Monday, December 18, 2006

Scientists develop a new technique to treat high blood pressure and kidney damage

MedicineNews.net – Nearly one-third of American adults have high blood pressure, a major cause of myocardial infarctions, strokes and kidney failure. But a new technique tested at the University of Florida (UF) could prove to be a long-term way to treat the disorder in humans, researchers say.

UF researchers kept blood pressure from worsening and nearly eliminated kidney damage in rats exposed to cold weather, which can constrict blood vessels and overload the kidneys with hormones.

Using a corrective gene, scientists were able to block a protein in the kidneys that triggers high blood pressure and kidney damage, said Zhongjie Sun, the lead author of the study.The protein, called a mineralocorticoid receptor (MR), signals the body to absorb sodium and water into the bloodstream. This increases the amount of blood in the body, also increasing blood pressure.

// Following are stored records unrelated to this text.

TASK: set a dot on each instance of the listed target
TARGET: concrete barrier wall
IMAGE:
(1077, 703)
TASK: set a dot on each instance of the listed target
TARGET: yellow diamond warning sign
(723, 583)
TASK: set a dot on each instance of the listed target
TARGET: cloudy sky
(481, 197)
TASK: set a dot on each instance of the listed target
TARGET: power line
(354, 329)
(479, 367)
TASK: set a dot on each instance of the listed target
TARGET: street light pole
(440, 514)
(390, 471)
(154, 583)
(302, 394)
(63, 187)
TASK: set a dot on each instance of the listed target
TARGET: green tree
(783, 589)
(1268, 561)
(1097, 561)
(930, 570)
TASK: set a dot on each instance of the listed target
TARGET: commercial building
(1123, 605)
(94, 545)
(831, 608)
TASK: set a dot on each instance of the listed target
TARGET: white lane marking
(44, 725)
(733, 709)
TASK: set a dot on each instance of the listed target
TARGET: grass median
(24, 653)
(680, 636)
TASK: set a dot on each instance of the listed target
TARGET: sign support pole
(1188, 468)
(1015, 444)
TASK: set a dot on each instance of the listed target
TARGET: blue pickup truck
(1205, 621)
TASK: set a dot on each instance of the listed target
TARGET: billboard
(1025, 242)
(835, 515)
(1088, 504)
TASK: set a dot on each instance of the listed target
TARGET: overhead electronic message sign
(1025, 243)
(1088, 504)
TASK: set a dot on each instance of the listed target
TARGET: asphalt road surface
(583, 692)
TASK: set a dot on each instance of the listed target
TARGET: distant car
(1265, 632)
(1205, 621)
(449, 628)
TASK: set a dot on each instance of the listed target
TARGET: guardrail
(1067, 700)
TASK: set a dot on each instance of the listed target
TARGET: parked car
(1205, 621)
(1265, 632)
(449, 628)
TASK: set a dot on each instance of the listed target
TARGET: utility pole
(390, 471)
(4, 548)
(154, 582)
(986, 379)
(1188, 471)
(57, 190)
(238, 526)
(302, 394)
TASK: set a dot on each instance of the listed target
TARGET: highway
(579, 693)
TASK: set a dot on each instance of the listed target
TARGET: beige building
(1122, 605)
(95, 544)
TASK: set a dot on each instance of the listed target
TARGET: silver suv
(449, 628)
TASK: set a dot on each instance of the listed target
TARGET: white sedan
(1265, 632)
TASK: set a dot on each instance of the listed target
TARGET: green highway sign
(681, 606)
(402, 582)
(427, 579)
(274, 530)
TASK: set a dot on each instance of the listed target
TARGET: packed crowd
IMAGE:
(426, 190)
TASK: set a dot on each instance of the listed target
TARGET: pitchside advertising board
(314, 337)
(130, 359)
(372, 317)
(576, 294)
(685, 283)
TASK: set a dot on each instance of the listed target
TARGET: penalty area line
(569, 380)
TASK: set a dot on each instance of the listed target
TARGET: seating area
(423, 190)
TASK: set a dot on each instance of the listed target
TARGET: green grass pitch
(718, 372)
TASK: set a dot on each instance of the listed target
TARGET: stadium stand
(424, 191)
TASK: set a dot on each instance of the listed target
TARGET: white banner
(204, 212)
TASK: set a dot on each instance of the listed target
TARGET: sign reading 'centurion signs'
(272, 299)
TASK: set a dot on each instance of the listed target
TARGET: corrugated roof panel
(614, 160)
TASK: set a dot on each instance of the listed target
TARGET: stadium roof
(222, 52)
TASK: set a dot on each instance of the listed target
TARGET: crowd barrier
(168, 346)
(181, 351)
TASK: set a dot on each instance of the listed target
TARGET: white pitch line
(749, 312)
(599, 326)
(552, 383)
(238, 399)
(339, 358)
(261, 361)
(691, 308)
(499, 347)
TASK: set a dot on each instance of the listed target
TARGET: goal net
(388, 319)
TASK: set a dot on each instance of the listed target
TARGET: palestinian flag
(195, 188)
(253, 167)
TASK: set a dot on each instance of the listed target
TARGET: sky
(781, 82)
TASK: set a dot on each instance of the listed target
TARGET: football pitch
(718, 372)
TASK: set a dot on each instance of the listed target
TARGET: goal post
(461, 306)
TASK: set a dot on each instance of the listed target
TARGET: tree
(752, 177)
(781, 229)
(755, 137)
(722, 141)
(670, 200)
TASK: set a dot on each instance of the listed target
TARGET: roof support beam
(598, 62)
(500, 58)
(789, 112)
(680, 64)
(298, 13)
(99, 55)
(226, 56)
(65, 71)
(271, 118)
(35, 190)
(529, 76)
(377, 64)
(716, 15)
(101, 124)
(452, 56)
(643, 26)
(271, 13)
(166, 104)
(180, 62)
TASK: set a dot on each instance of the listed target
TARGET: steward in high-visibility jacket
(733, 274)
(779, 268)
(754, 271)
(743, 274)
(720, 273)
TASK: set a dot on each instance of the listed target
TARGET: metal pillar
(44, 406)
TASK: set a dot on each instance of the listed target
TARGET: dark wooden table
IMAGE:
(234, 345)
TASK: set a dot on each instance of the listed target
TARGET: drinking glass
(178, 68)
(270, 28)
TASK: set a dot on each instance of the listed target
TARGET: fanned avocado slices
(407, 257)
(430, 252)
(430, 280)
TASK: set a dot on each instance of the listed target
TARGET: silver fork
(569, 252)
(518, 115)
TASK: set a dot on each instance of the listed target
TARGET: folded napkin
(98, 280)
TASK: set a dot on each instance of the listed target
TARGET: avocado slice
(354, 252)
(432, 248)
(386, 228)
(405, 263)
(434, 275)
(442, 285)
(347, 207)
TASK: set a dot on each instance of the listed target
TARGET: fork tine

“This new technique can specifically and efficiently inhibit the protein and prevent the progression of hypertension," Sun said.

To block the protein, researchers used a technique called RNA interference. A harmless virus ferries fragments of RNA into the body, where they infiltrate cells and stop the protein. It's the first time scientists have used the approach to treat hypertension and kidney damage, he said.